Sometimes it’s when people “try to help” that they reveal their hidden biases.
They think they’re doing something good, so they easily end up forgetting that they’re being judgmental.
They might scold their child for reading “stupid” comic books instead of the classics, for example. They’ll tell them that they’ll never get places if they just waste their time reading “nonsense”.
Or perhaps they’ll just randomly tell their friend—because they’re “just being honest and direct”—that they’re too fat and they should hit the gym to finally get a guy. They do this because “real friends pull each other up”.
Many forms of “tough love” are inherently judgmental.
Of course, when it’s others’ time to “be real” with them and tell them they’re judgmental, they would throw up their hands and say “I’m just trying to help!”
They’ll try to convince you that they’ve actually got the best of intentions and how dare you question their love.
7) Speaking up when people speak out
They might think they’re not judgemental, or they might know but are trying their best to hide it.
And yet they somehow feel compelled to speak up when other people try to speak out against judgemental people.
They might say that the people speaking out are just sensitive or malicious… or that they’re making a mountain out of a molehill.

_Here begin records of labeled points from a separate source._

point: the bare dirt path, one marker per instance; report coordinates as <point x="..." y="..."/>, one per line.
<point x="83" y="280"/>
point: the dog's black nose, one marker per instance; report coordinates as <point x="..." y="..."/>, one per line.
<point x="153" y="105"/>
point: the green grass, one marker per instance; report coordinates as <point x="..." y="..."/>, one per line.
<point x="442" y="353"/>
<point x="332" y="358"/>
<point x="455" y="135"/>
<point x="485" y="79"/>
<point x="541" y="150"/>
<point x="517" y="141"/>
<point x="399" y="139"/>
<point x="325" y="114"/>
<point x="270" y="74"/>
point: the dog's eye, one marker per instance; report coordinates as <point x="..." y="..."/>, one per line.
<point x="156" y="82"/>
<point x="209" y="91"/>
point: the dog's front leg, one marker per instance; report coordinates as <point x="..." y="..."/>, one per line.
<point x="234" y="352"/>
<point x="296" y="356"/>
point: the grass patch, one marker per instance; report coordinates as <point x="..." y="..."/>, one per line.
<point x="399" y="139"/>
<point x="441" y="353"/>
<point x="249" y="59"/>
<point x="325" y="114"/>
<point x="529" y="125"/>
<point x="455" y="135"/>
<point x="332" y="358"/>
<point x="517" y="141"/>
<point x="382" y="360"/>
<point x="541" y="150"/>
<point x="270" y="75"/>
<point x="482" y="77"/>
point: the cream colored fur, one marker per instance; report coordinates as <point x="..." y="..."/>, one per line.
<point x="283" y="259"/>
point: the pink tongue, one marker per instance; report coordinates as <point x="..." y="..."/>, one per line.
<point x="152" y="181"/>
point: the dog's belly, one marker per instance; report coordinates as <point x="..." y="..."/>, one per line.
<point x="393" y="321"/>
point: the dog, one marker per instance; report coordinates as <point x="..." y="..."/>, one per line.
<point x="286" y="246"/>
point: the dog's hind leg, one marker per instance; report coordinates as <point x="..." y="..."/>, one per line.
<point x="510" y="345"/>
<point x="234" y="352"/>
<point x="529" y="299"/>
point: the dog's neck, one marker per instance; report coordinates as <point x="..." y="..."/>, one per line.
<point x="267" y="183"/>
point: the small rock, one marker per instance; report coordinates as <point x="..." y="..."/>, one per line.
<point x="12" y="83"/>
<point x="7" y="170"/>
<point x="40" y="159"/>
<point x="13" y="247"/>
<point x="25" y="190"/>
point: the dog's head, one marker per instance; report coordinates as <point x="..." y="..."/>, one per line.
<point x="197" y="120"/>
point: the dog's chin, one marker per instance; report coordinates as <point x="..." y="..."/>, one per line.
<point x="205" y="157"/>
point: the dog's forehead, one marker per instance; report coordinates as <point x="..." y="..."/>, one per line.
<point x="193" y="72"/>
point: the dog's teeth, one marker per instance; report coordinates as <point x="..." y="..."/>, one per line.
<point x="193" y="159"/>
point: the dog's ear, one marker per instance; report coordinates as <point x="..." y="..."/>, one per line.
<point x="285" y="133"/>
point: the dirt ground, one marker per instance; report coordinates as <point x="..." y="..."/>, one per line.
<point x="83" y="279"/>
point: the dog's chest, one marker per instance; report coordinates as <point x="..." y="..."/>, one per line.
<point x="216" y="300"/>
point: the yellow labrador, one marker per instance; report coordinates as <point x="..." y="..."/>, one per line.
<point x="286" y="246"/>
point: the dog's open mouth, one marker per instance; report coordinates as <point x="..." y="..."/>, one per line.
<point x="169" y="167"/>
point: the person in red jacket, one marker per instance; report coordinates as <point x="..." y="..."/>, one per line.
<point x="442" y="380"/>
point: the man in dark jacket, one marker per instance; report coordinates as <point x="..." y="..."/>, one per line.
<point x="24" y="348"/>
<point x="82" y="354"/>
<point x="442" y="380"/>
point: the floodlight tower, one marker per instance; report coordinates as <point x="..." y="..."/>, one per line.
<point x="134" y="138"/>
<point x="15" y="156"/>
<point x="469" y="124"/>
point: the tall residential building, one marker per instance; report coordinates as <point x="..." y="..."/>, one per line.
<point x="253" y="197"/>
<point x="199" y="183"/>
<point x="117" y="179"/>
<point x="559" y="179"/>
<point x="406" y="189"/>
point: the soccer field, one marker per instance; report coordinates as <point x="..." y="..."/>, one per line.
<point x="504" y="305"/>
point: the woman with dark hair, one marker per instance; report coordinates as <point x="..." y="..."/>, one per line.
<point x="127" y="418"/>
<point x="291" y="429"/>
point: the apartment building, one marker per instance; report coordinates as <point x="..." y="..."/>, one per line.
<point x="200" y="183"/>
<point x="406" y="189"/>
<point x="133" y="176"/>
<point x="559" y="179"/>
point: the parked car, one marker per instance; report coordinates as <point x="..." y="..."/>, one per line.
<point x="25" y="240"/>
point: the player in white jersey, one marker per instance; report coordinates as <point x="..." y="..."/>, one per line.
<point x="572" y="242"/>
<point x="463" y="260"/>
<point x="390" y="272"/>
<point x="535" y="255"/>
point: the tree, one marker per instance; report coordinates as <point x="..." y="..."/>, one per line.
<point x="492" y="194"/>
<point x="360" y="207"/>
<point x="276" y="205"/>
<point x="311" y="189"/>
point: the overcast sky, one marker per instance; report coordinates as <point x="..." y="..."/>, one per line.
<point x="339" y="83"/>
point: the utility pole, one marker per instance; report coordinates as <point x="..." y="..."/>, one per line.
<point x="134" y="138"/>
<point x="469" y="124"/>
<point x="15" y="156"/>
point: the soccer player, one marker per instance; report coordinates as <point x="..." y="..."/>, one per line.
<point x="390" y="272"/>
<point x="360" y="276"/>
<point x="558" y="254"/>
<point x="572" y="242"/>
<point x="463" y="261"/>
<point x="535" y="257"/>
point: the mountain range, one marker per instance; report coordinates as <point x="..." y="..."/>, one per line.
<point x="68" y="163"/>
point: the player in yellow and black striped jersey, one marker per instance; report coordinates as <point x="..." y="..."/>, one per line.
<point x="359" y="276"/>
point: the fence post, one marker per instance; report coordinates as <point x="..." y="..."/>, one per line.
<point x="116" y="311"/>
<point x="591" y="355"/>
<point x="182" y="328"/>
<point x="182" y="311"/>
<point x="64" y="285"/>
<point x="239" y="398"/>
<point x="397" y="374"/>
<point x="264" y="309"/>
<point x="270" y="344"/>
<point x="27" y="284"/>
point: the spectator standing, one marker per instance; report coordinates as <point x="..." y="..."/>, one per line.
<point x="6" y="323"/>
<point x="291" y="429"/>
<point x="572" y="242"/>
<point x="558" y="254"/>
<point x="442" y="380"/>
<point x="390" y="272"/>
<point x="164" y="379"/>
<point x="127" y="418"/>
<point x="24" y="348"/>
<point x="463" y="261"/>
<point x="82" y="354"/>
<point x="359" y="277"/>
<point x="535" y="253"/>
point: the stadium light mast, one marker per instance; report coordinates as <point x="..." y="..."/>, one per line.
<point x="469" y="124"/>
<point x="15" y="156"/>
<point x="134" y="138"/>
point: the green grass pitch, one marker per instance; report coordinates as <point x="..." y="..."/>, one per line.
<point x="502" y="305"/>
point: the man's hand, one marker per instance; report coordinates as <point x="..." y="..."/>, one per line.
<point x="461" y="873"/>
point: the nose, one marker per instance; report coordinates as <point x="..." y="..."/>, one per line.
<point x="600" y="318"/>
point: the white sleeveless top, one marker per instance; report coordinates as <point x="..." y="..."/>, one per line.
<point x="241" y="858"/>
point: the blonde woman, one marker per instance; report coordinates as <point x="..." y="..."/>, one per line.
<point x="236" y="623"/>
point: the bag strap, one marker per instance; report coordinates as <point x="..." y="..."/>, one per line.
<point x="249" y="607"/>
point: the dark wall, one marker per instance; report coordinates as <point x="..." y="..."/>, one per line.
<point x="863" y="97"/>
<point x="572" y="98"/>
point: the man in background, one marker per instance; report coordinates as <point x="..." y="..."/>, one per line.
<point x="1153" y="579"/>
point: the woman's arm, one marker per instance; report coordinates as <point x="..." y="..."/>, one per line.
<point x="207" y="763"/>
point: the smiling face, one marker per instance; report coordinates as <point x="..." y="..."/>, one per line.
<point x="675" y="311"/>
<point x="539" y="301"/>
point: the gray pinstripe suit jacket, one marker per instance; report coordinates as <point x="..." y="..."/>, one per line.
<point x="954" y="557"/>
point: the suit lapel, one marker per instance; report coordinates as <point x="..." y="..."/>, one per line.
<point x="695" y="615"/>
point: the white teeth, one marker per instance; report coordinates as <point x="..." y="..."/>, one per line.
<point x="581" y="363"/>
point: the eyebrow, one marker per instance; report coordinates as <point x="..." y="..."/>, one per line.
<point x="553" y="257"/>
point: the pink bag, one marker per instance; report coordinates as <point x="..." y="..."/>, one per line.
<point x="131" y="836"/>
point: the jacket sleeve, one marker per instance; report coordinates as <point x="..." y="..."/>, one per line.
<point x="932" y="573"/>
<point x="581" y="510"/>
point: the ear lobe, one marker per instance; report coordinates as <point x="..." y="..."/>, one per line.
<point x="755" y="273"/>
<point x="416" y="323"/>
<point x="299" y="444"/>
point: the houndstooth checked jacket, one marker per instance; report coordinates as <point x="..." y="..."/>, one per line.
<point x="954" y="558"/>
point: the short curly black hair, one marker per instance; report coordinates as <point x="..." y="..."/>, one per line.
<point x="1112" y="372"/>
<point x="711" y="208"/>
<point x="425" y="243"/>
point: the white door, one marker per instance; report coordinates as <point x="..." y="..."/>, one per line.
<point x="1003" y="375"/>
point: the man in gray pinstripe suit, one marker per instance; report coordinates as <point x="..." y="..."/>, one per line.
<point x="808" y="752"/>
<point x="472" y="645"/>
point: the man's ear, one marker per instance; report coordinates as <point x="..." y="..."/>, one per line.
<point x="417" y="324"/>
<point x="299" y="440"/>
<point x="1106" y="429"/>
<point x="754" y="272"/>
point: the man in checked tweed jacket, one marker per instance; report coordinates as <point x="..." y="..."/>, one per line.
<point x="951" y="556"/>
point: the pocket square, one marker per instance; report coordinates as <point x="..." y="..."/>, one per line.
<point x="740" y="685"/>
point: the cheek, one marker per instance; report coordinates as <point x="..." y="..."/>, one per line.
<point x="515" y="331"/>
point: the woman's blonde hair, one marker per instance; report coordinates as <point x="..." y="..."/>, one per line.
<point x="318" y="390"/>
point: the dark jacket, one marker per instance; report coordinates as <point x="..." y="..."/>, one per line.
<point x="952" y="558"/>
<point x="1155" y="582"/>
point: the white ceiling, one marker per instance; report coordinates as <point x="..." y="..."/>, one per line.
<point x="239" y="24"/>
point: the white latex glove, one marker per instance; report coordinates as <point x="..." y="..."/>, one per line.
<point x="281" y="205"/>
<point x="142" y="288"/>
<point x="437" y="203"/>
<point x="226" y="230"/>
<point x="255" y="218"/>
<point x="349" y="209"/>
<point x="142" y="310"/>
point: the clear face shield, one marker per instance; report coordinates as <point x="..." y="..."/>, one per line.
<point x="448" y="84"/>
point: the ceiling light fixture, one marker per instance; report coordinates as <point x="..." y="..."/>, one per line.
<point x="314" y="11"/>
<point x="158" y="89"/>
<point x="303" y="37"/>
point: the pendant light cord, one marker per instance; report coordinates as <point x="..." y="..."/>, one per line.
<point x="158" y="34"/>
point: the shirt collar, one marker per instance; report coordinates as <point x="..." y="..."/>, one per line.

And sometimes they might be right.
But the fact that they somehow feel compelled to object when people speak out is in itself damning.
It can’t be avoided that we will sometimes have opinions on the things that other people do. Even the most non-judgmental among us will still have these kinds of thoughts.
What sets judgmental people apart from those who are not is that they will let these opinions dictate how they see and treat others.
Non-judgmental people, on the other hand, know how to acknowledge those judgy thoughts, set them aside, and bury them if needed.
It’s a matter of habit too, so if it turns out that you’re actually quite judgemental (we all kinda are to some degree)… you can still learn how to be better.
It just takes conscious effort to change and lots of practice.